Harley Quinn’s Show Highlights The Importance Of Taking Risks

Harley Quinn’s new animated show arrived with all the chaotic energy of Harleen Quinzel herself, full of stunts, hyper stylised violence and more curse words per square inch than a sailor who just caught himself in his zipper. It’s managed to capture Harley’s frenetic personality and channel that into its momentum, with Season 2 premiering just seven weeks after Season 1 concluded. Perhaps the most Harley thing it has done so far though has been the way it’s taken big, outlandish risks and had pretty much all of them pay off.

The series begins with a face off between Batman and Joker, with Harley seen by both DC icons as a distraction to the main event, just as she has been for her entire existence. Batman: The Animated Series gave her significant focus but almost always as the Joker’s forlorn lover, the Arkham games offer decent spotlight but, again, as an accessory to Joker, and even the Suicide Squad movie – despite being built around Margot Robbie’s Harley – framed her as a part of Joker’s mythology first, her own person second.

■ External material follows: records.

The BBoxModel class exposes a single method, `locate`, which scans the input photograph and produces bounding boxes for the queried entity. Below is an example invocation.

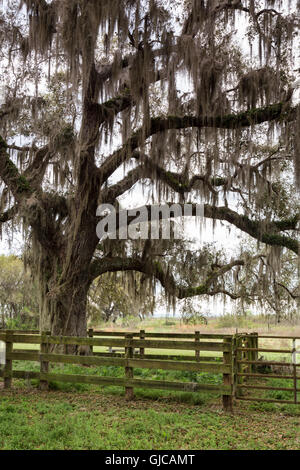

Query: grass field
[0,384,299,450]
[1,316,299,450]
[0,358,299,450]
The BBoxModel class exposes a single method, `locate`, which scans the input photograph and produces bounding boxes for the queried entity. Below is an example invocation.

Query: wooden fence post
[247,334,252,374]
[236,335,244,397]
[232,334,237,398]
[4,330,13,389]
[139,330,145,357]
[248,332,258,373]
[195,331,200,362]
[125,333,134,400]
[244,334,251,377]
[88,328,94,355]
[253,332,258,371]
[222,337,233,412]
[292,338,297,404]
[40,331,50,390]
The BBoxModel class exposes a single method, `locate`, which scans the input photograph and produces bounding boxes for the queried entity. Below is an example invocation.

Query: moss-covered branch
[0,205,18,224]
[99,102,298,184]
[89,255,246,300]
[111,203,298,254]
[0,136,32,200]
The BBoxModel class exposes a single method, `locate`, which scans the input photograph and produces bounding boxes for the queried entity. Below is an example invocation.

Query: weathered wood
[93,352,221,362]
[245,337,251,375]
[237,360,298,367]
[5,350,227,372]
[130,339,230,351]
[92,331,134,337]
[47,336,125,347]
[1,332,232,352]
[292,339,298,404]
[40,332,50,391]
[12,349,39,354]
[253,332,258,368]
[37,335,231,351]
[40,372,126,386]
[236,336,244,397]
[237,347,292,354]
[232,335,237,397]
[125,334,134,400]
[92,331,232,339]
[222,337,233,412]
[139,330,145,357]
[127,358,230,373]
[7,351,39,361]
[37,372,231,394]
[88,329,94,355]
[4,334,41,344]
[257,335,300,340]
[4,331,13,389]
[0,329,39,334]
[237,372,295,380]
[237,384,300,392]
[10,370,40,380]
[40,353,125,367]
[125,379,231,394]
[195,331,200,362]
[236,397,296,405]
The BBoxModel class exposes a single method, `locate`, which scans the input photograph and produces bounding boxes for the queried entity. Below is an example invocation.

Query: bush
[4,316,38,331]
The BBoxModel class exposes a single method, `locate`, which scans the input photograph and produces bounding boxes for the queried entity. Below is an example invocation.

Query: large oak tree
[0,1,299,342]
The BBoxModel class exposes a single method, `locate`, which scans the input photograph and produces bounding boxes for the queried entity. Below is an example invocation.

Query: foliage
[0,255,39,329]
[0,1,299,336]
[88,273,155,324]
[0,376,299,449]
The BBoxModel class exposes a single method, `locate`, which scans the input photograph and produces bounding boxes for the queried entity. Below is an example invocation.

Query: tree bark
[37,255,92,354]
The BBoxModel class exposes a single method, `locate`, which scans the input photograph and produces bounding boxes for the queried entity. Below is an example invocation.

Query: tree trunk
[39,271,92,354]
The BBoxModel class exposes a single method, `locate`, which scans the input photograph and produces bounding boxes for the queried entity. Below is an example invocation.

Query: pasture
[0,317,299,450]
[0,381,299,450]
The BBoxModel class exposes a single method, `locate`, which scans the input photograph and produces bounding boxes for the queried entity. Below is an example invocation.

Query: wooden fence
[0,330,234,411]
[1,329,299,409]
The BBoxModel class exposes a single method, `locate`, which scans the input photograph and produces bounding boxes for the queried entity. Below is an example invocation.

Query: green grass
[0,387,299,450]
[2,325,299,449]
[1,358,300,450]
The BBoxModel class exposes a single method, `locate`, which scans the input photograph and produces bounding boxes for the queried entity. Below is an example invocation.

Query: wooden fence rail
[0,330,234,411]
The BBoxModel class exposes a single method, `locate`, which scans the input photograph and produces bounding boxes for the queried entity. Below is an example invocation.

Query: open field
[91,315,300,338]
[12,316,300,362]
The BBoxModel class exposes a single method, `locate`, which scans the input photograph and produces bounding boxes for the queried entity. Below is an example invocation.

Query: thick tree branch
[110,203,299,254]
[0,136,32,201]
[276,282,299,300]
[0,205,18,224]
[89,255,246,300]
[102,146,292,202]
[99,102,298,183]
[183,1,281,37]
[101,156,227,202]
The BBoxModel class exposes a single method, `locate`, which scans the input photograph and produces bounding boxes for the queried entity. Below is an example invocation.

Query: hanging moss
[0,0,298,332]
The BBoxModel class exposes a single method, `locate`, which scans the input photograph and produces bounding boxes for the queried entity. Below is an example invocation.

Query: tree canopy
[0,0,299,340]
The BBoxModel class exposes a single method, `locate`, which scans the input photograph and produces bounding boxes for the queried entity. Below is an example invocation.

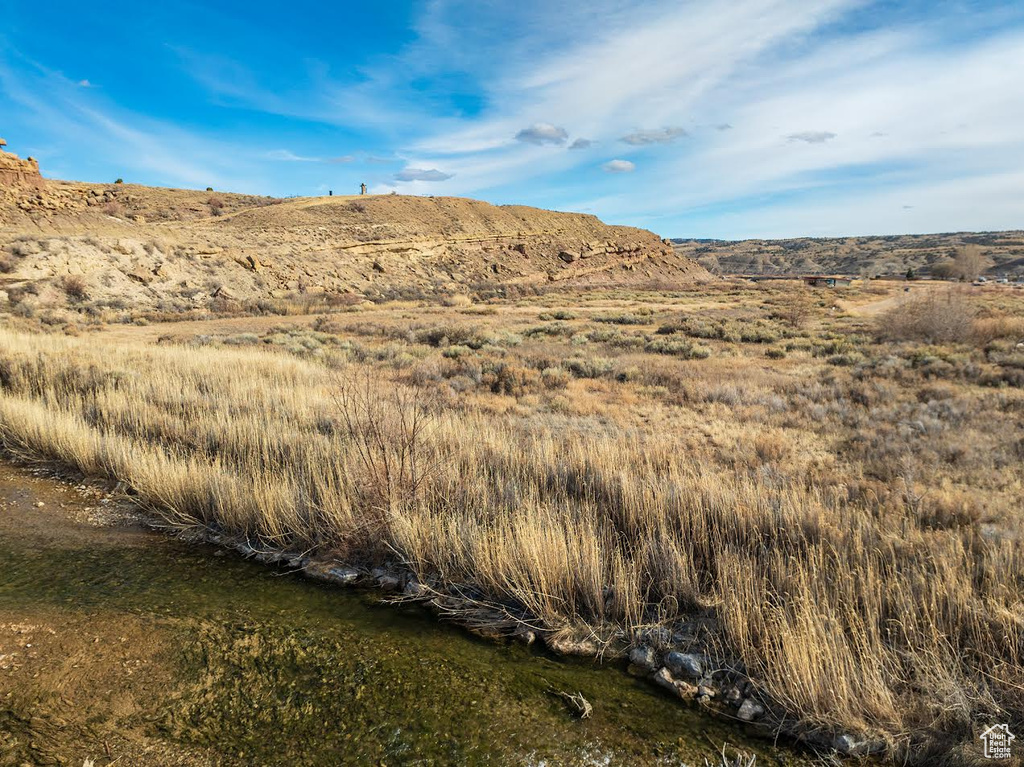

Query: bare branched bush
[59,275,89,301]
[771,297,812,329]
[877,289,976,343]
[336,371,446,515]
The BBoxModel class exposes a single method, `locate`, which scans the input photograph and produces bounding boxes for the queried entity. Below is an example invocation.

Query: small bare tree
[953,245,988,281]
[774,296,812,329]
[336,371,445,514]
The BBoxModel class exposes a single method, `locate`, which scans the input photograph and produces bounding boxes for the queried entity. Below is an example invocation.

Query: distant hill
[0,153,708,315]
[671,232,1024,278]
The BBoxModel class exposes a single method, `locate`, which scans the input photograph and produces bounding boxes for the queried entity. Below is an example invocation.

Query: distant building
[803,276,852,288]
[360,183,367,195]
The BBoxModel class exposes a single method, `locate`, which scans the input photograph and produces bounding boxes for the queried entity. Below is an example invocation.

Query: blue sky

She’s had her own solo stories in the comics, sure, but these days, it’s what you do outside of the comics which really makes you a somebody. This show – beating Birds Of Prey to the punch by a couple of months – was the first to truly explore Harley Quinn as a person. Batman and the Joker both feature in the series, but have inconsistent supporting roles (the very kind Harley herself is used to) in the first season and are absent for large chunks of the second. To avoid spoilers, we’ll say no more details on how or why.

Building a show around Harley herself is a risk. An educated one, maybe, given her rapid surge in popularity, but a risk nonetheless. She’s a villain, one without a track record as a solo star and as a female character, her place as the leading light in a comic book story is immediately put under scrutiny, however unfair that may be.

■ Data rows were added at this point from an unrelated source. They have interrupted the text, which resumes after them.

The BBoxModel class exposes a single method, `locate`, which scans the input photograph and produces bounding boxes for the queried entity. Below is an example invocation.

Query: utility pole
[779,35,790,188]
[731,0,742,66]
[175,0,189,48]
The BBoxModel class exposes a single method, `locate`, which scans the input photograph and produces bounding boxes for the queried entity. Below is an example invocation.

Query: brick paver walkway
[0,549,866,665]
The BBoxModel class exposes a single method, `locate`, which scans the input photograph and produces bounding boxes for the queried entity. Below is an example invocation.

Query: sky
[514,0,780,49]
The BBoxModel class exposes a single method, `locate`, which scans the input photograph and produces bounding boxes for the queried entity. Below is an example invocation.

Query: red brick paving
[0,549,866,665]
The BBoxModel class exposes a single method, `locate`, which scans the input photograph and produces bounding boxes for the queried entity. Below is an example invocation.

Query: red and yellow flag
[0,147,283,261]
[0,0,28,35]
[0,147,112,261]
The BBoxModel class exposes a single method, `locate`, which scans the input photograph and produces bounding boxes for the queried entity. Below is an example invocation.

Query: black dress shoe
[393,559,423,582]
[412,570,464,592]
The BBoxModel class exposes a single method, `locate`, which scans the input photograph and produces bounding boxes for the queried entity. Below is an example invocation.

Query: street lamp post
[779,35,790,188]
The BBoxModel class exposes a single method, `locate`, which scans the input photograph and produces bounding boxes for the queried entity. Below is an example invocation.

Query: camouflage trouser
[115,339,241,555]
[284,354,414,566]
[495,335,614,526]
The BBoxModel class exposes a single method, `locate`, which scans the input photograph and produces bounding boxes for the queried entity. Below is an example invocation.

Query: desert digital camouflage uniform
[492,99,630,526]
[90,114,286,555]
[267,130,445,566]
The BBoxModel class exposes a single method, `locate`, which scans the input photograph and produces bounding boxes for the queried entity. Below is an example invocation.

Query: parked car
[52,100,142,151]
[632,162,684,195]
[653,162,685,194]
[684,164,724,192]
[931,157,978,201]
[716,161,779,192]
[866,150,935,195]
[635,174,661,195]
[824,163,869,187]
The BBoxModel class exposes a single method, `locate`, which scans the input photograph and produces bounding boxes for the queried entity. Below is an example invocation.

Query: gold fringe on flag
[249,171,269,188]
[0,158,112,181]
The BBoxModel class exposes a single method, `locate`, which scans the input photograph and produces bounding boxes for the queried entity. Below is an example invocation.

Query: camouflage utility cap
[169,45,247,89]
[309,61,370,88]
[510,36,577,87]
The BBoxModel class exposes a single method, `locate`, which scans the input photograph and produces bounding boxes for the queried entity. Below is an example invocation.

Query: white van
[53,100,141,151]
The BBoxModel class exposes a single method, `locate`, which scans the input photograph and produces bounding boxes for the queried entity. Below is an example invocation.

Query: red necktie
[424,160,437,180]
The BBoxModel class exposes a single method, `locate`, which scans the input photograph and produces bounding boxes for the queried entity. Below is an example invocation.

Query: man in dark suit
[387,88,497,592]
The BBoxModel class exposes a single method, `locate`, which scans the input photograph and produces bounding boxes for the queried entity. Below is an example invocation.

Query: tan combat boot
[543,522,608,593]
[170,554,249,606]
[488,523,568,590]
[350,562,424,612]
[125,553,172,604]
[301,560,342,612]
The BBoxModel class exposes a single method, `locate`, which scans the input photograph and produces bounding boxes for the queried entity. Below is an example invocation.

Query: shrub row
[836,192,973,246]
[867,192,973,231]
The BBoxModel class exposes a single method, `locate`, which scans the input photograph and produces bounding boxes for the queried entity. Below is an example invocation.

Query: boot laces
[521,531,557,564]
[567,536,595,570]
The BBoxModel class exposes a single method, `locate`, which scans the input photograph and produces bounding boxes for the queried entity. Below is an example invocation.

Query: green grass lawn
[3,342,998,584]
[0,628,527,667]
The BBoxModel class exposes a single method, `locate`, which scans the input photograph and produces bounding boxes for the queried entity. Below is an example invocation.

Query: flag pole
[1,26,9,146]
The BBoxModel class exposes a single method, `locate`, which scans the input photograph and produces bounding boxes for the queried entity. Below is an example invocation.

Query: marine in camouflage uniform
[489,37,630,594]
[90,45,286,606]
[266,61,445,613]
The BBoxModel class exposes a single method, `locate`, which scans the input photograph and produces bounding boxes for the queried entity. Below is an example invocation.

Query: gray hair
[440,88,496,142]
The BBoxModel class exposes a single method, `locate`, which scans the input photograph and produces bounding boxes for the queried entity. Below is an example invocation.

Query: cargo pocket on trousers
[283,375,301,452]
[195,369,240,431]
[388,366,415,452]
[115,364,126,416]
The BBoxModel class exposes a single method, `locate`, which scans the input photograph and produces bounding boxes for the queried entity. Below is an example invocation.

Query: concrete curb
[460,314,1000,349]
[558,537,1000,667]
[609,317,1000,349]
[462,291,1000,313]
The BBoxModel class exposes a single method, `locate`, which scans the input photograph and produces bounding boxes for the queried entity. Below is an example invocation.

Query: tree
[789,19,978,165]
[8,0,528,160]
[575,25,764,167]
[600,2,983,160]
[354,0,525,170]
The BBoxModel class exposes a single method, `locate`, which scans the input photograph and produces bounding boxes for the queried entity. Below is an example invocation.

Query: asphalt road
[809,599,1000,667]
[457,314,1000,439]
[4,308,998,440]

As is typical of Harley though, the show pulls no punches. Not only does it give Harley her starring role, it gives her a crew made up of Psycho, Clayface and King Shark, with the level headed Poison Ivy the only stellar name alongside Harley herself. The presence of Joker, Batman, but also Bane, Two-Face, Mr Freeze, Riddler, Aquaman, Wonder Woman (this list could go on and on) suggests that the producers weren’t limited when it came to selecting characters, but deliberately opted to go for lesser names. Part of that might be to avoid overshadowing Harley, but with Kaley Cucoco dialling it up to eleven and hyper intense action sequences in every episode, there was little chance of any of that anyway.

No, it’s much more likely that the producers knew, despite the risk, that b-listers offered a greater scope for creativity, more room for them to reinvent characters and played into the themes of the show that go hand in hand with elevating a perennial supporting star like Harley. We’ve seen the big names done to death: nobody picks up Mario Kart to play as Mario.

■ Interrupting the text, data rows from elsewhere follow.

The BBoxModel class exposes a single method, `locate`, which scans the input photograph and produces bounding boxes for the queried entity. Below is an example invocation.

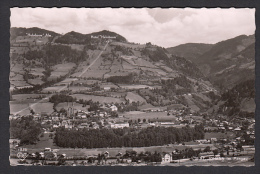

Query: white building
[162,153,172,163]
[111,122,129,129]
[110,105,118,112]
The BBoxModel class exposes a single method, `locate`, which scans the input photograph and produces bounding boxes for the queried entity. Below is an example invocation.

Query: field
[125,92,146,103]
[71,94,125,104]
[28,67,45,76]
[140,67,168,76]
[134,58,157,68]
[56,102,90,112]
[42,86,67,93]
[111,42,146,49]
[10,103,31,115]
[240,98,255,112]
[10,80,32,88]
[10,47,29,54]
[122,60,136,70]
[204,132,236,140]
[160,65,174,72]
[119,84,157,90]
[10,101,54,115]
[48,63,76,81]
[69,44,85,51]
[122,111,177,122]
[9,73,23,81]
[55,78,78,86]
[12,94,46,101]
[69,86,92,92]
[15,36,49,45]
[71,50,105,78]
[108,92,127,98]
[28,79,44,85]
[183,95,200,112]
[72,58,110,78]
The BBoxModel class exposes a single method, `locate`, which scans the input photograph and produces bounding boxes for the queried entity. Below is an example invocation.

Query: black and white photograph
[9,8,255,166]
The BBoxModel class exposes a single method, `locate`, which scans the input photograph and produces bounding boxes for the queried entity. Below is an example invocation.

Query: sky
[10,8,255,47]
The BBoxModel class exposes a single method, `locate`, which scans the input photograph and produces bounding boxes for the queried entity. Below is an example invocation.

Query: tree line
[54,125,204,148]
[107,74,134,84]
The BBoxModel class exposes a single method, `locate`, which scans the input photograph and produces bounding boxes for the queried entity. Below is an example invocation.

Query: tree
[203,146,211,152]
[57,154,66,165]
[30,109,35,115]
[213,149,219,157]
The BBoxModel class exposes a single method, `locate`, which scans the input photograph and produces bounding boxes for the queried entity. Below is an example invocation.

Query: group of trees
[141,46,169,62]
[160,75,193,95]
[49,94,76,107]
[169,55,204,78]
[10,116,42,144]
[54,125,204,148]
[24,44,85,65]
[107,74,135,84]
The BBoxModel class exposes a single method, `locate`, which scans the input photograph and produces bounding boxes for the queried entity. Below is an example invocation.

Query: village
[9,102,255,166]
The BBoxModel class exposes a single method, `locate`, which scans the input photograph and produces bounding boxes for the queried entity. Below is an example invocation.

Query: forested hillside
[218,80,255,117]
[167,43,213,60]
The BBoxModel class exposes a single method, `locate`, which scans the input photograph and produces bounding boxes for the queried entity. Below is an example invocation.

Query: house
[92,124,100,129]
[104,86,111,91]
[65,124,73,129]
[234,127,241,131]
[110,105,118,112]
[32,114,41,121]
[161,153,172,163]
[53,124,59,128]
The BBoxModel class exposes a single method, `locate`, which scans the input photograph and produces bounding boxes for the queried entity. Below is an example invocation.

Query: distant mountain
[54,31,88,44]
[167,34,255,89]
[10,27,60,40]
[167,43,213,60]
[55,30,127,44]
[197,34,255,74]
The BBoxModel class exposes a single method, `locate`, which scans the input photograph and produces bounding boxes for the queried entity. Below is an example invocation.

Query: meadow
[42,86,67,93]
[71,94,125,104]
[125,92,146,103]
[10,102,54,115]
[122,111,177,122]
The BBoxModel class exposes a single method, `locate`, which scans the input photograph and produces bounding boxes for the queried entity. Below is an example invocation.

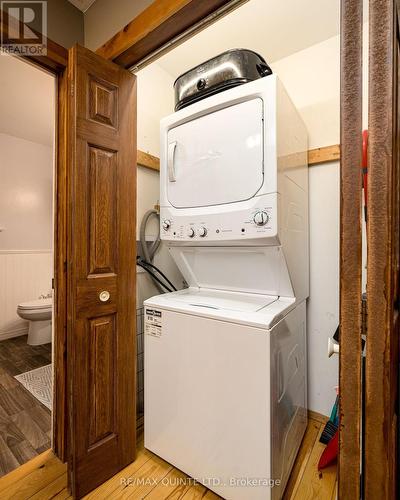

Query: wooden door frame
[338,0,363,498]
[365,0,399,497]
[1,9,69,462]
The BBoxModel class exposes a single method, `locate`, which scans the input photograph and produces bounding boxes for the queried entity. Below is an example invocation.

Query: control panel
[160,199,277,244]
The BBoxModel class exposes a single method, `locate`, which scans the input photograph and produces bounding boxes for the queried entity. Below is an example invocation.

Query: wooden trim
[52,66,68,463]
[365,1,399,498]
[96,0,238,68]
[338,0,363,499]
[137,150,160,171]
[0,10,67,72]
[137,144,341,173]
[308,145,340,165]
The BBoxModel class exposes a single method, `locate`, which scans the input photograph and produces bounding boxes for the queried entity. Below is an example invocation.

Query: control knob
[162,219,171,231]
[253,211,269,226]
[187,228,195,238]
[198,226,207,237]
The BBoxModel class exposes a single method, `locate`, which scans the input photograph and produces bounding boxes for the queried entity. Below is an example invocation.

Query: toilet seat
[18,298,52,311]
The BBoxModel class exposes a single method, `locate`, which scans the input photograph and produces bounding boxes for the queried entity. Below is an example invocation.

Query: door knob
[99,290,110,302]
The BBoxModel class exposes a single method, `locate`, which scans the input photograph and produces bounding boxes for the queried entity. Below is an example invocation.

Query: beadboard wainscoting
[0,251,53,340]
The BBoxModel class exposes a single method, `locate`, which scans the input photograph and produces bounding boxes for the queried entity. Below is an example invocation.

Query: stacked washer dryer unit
[144,74,309,500]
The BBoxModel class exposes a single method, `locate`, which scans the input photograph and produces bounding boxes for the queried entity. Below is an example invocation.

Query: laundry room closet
[132,0,358,423]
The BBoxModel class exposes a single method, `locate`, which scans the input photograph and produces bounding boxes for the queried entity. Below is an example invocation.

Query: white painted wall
[84,0,153,51]
[136,64,184,304]
[0,133,53,338]
[0,134,53,250]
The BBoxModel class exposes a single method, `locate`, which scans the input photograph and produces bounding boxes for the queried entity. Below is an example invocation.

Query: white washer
[145,74,309,500]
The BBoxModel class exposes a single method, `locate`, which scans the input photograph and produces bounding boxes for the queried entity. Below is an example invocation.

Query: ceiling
[67,0,96,12]
[156,0,340,80]
[0,56,55,146]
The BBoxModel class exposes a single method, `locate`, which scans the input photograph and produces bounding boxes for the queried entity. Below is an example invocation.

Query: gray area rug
[15,364,52,410]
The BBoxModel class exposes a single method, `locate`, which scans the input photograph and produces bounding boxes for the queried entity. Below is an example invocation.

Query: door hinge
[52,278,55,289]
[70,82,74,97]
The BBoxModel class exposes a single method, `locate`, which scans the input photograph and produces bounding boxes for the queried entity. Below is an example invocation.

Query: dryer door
[167,98,264,208]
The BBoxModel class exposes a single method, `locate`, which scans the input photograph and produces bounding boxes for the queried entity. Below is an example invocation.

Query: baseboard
[0,326,28,341]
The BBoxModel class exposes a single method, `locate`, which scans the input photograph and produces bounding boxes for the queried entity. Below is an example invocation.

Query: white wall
[0,133,53,338]
[136,64,184,304]
[0,134,53,250]
[84,0,153,51]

These characters are nobody’s favourites, but the show has been able to build them up into something much more interesting than a pedestrian appearance from a marquee name. The show has built each character superbly, essentially creating new personas from the pre-existing, flimsy background cast members they once were.

Clayface is especially genius, taking his transformation power to new heights with a overdramatic thespian Clayface emerging. Shark King is one of the more malleable DC characters, with various different versions of him create over the years, but Harley Quinn’s, a slightly dull witted, pencil pusher who is prone to bouts of rage, is one of the most unique.

It’s not just selecting the characters which shows a wildcard kind of bravery either. It’s the way they use them, especially the bigger guns. Bane is now a doofus, the butt of every joke in the Legion Of Doom, whose motivations for his every evil deed are both petty and ridiculous. It’s a million miles away from Bane’s characterisation, yet it also feels exactly like him.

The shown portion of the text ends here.